REPORT OF INDEPENDENT ACCOUNTANTS

To the Shareholders and Directors
Ecolab Inc.

    We have reviewed the accompanying consolidated balance sheet of Ecolab Inc. as of June 30, 2001, and the related consolidated statements of income for each of the three and six-month periods ended June 30, 2001 and 2000, and of cash flows for the six-month periods ended June 30, 2001 and 2000. These financial statements are the responsibility of the Company's management.

    We conducted our reviews in accordance with standards established by the American Institute of Certified Public Accountants. A review of interim financial information consists principally of applying analytical procedures to financial data and making inquiries of persons responsible for financial and accounting matters. It is substantially less in scope than an audit conducted in accordance with auditing standards generally accepted in the United States of America, the objective of which is the expression of an opinion regarding the financial statements taken as a whole. Accordingly, we do not express such an opinion.

    Based on our reviews, we are not aware of any material modifications that should be made to the accompanying consolidated interim financial statements referred to above for them to be in conformity with accounting principles generally accepted in the United States of America.

    We have previously audited, in accordance with auditing standards generally accepted in the United States of America, the consolidated balance sheet as of December 31, 2000, and the related consolidated statements of income, of comprehensive income and shareholders' equity, and of cash flows for the year then ended (not presented herein); and in our report dated February 14, 2001, we expressed an unqualified opinion on those consolidated financial statements. In our opinion, the information set forth in the accompanying consolidated balance sheet as of December 31, 2000, is fairly presented, in all material respects, in relation to the consolidated balance sheet from which it has been derived.

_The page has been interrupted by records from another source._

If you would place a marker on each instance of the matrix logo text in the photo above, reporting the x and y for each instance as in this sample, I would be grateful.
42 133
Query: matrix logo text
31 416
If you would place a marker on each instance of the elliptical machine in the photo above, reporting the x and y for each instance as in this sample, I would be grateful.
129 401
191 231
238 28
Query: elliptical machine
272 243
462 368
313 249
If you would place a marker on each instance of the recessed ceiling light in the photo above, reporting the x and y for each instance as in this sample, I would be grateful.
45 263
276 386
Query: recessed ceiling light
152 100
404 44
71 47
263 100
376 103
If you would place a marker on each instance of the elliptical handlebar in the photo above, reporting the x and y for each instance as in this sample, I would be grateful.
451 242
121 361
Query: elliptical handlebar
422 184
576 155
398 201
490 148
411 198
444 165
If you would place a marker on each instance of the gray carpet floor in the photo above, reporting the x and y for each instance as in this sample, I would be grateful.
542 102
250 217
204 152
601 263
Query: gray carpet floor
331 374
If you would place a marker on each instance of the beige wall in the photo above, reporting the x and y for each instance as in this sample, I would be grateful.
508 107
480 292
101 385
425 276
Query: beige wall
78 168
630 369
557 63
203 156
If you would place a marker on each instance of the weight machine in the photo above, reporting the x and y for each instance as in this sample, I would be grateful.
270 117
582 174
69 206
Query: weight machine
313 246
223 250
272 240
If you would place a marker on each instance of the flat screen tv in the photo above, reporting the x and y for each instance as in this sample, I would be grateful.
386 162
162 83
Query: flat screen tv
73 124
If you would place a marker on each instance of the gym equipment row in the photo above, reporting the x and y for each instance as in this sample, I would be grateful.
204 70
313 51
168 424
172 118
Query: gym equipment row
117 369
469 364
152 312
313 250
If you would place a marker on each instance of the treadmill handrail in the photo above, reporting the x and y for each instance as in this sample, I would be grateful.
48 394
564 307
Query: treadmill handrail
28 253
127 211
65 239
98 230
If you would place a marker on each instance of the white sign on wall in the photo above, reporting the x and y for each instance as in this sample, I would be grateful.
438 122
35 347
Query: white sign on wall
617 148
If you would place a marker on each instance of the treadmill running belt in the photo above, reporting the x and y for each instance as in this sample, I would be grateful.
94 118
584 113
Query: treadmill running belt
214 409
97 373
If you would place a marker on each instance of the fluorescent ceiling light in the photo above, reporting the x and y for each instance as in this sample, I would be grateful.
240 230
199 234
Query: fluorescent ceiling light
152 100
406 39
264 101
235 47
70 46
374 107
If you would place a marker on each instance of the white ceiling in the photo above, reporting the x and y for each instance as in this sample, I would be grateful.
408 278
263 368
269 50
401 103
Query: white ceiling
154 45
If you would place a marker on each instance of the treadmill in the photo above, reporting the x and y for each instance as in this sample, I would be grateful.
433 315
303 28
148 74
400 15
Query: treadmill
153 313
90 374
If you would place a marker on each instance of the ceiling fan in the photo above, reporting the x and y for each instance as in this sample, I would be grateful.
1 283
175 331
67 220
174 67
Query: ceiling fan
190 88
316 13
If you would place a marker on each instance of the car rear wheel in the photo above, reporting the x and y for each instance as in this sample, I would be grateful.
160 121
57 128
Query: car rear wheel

                        /s/ PricewaterhouseCoopers LLP
                        PRICEWATERHOUSECOOPERS LLP

Minneapolis, Minnesota
July 19, 2001

17



ECOLAB INC.
MANAGEMENT'S DISCUSSION AND ANALYSIS OF
FINANCIAL CONDITION AND RESULTS OF OPERATIONS

    The following discussion and analysis provides information that management believes is useful in understanding the company's operating results, cash flows and financial condition. The discussion should be read in conjunction with the consolidated financial statements and related notes included in this Form 10-Q.

    The following discussion contains various "Forward-Looking Statements" within the meaning of the Private Securities Litigation Reform Act of 1995. We refer readers to the company's statement entitled "Forward-Looking Statements and Risk Factors" beginning on page 24 of this report. Additional risk factors may be described from time to time in Ecolab's filings with the Securities and Exchange Commission.

Results of Operations—Second Quarter and Six Months Ended June 30, 2001

    Consolidated net sales for the second quarter ended June 30, 2001 were $596 million, an increase of 4 percent over net sales of $571 million in the second quarter of last year. For the first six months of 2001, net sales increased 7 percent to $1.177 billion from $1.097 billion in the comparable period of 2000. Businesses acquired in 2001 and the annualized effect of businesses acquired in 2000 accounted for approximately 2 percentage points of the growth in consolidated net sales in the second quarter and approximately 3 percentage points for the first six months of 2001. Changes in currency translation negatively impacted sales growth by 2 percentage points for both the quarter and six months ended June 30, 2001. Sales reflected benefits from new products, aggressive sales efforts and increased promotions, which were partially offset by a poor economic environment and a slowdown in the hospitality market.

    For the second quarter of 2001, the gross profit margin was 53.9 percent of net sales, down from last year's second quarter gross profit margin of 54.6 percent. For the six-month periods, the gross profit margins were 54.1 percent in 2001 and 54.8 percent in 2000. The decrease in gross profit margin reflected the smaller sales volume increase and a higher level of service business in the quarter.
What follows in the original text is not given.